Hi,
i have a question regarding query performance.
We have multiple complex aggregation pipelines that are very slow.
As I was doing analysis I saw in explain plan that we have FETCH phase.
I created a new index following ESR rule and focusing on main filter criteria.
This is the main criteria:
“Field_A”: “”,
“Field_B.B”: { “$in”: [“Y”, “N”] },
“Timestamp”: {“$gte”: , “$lte”: }
I created index: Index_name(Field_A:1, Field_B.B:1, Timestamp: -1)
That index improved performance significantly.
The reason we have a fetch phase is that after our main match criteria we have OR part ( this is only one part, there are a lot more OR and AND operators):
“$or” :
[{ “$expr” :
{ “$and” : [{ “$eq” : [“$Field_C.C_1.C_2”, “1”] }] } },
{ “$expr” : { “$and” : [{ “$eq” : [“”$Field_C.C_1.C_2", “5”] }
Now, for this i suggested optimization of the query and when I was running optimized query, fetch phase was improved.
This is part of the optimized query:
“$or”: [
{ “$Field_C.C_1.C_2”: { “$in”: [“1”, “5”, “6”, “10”] } },
{
“$and”: [
{ “Field_C.C_1.C_3”: “6” },
{ “Field_C.C_1.C_4”: { “$in”: [“04”, “07”, “08”, “09”] } }
]
},
This agg pipelines can generate between 300 000 and 2 millions of records, depending on timestamp range selected.

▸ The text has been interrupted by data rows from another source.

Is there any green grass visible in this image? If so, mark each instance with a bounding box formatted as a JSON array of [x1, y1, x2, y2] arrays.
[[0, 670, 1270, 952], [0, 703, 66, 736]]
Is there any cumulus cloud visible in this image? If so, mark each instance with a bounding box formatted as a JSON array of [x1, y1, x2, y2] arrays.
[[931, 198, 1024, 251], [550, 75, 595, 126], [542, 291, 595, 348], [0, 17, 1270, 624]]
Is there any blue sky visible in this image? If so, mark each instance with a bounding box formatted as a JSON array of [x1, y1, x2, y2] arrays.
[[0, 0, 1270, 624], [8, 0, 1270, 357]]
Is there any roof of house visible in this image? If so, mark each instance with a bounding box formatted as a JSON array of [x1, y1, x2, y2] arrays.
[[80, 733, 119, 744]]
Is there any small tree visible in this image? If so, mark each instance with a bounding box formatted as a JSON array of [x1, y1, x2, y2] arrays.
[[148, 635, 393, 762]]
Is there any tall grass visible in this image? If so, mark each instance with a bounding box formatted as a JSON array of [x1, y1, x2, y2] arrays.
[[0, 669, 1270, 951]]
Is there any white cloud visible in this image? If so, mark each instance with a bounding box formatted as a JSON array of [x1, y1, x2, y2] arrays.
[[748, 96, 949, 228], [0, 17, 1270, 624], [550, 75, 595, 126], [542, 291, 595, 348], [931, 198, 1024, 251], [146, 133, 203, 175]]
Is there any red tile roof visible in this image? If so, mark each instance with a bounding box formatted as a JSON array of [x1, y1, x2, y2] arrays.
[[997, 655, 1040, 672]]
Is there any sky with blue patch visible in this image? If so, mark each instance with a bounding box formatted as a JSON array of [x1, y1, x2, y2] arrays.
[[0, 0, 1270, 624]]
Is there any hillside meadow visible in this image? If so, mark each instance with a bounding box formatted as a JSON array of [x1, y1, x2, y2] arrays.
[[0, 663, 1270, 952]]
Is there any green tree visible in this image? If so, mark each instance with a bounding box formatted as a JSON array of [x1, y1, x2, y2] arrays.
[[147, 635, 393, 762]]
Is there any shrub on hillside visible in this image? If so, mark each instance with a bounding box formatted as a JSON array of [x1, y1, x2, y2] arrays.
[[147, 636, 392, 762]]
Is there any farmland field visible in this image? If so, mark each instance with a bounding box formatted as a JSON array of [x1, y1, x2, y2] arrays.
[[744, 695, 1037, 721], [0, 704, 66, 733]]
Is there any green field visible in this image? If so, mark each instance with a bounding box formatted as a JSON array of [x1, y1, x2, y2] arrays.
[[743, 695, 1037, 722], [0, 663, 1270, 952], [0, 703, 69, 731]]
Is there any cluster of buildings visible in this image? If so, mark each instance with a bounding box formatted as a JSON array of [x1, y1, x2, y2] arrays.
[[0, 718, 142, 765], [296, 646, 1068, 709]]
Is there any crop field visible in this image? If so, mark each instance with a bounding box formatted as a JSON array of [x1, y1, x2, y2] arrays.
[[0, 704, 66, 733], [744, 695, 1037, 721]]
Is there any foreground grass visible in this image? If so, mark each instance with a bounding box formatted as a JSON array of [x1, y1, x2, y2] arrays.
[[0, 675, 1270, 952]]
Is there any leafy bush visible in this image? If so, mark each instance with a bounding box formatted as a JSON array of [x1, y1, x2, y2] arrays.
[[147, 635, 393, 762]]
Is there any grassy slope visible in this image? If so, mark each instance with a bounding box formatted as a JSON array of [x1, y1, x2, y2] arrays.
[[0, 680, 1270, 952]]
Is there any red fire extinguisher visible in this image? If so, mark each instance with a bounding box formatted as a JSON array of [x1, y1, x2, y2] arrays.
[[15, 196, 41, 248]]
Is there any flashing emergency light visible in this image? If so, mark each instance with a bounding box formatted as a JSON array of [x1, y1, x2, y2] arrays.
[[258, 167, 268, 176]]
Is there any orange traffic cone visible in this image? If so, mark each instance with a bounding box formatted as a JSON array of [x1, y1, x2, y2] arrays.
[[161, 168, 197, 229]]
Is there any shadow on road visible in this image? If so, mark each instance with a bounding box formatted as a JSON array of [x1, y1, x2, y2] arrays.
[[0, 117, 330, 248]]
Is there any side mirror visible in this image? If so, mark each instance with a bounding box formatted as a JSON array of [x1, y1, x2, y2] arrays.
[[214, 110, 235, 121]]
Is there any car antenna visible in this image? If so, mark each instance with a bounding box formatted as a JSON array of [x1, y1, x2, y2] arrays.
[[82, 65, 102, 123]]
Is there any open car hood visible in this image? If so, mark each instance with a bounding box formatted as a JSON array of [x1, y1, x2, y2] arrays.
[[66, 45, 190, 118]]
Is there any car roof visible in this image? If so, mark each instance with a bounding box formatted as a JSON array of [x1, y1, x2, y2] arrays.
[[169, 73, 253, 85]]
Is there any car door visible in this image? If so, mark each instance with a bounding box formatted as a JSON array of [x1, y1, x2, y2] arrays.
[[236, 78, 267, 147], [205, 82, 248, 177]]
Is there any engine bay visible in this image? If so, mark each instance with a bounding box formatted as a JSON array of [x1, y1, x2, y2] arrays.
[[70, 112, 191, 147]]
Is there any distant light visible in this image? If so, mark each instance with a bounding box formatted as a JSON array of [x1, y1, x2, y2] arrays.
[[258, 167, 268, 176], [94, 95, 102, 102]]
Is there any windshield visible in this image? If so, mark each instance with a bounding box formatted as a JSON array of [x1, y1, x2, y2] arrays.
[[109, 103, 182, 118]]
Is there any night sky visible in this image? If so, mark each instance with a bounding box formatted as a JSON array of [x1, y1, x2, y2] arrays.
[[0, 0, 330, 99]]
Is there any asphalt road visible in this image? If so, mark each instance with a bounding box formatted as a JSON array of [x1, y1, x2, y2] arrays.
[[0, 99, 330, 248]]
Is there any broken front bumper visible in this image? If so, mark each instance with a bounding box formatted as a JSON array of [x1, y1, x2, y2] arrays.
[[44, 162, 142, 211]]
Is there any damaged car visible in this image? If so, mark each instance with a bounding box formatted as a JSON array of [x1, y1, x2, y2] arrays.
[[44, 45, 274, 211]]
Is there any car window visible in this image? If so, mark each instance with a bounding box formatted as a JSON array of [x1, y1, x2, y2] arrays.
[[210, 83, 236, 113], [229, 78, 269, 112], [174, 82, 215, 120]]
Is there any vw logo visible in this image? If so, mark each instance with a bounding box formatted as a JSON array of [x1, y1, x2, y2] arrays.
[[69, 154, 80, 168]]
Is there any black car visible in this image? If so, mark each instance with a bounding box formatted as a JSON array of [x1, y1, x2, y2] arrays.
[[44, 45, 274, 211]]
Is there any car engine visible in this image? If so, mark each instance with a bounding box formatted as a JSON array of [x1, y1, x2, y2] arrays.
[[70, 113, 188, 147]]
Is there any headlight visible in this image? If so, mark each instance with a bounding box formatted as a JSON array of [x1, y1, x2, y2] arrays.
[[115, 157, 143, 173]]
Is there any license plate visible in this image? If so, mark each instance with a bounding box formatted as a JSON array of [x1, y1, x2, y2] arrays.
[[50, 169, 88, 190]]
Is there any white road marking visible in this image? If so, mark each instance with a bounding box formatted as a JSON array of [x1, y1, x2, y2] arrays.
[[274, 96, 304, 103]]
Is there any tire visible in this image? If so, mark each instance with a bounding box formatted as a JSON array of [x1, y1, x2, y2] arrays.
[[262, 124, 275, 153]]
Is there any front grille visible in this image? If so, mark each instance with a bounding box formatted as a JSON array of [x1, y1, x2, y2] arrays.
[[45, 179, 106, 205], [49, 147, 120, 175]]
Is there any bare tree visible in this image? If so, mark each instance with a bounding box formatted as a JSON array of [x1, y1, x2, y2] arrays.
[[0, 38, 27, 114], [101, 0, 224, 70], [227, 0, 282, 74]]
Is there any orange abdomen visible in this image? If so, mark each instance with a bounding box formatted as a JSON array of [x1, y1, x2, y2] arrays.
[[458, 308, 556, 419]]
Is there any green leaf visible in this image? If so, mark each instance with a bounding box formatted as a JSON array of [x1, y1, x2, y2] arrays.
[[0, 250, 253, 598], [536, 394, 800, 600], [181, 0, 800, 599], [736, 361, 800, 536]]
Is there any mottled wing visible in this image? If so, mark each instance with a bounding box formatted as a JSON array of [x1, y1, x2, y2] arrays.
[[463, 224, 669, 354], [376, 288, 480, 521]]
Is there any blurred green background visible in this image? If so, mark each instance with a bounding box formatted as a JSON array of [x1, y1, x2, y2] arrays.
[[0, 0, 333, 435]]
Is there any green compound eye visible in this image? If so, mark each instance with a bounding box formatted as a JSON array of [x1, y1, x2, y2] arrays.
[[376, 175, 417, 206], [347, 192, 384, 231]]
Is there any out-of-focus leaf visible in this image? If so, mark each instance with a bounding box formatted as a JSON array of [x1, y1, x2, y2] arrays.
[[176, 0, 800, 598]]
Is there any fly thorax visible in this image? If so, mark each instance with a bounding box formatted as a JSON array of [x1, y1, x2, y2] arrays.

We have 23 GB RAM, index size is little above 13 GB. Wired tiger cache is 9 GB.
Also, when agg pipelines are started from BI tool, they run 3 variations of agg pipeline at the same time which obviously impacts performance.
I suggested that they optimize that as well, because we can get reuslt runnin the pipeline once.
Now I wanna know if this index and query optimization is step in the right direction or I have missed something?
Also, I was thinking of increasing wiredtiger cache to 11 GB (0.5* (23-1)= 11 ), would that be ok?
And just to be sure, is it possible that my index size and working set is exceeding RAM, i don’t think but want to be sure.
I believe that when they run agg pipeline only once and apply optimization we will get better performance.
Thank you in advance for advices and suggestions.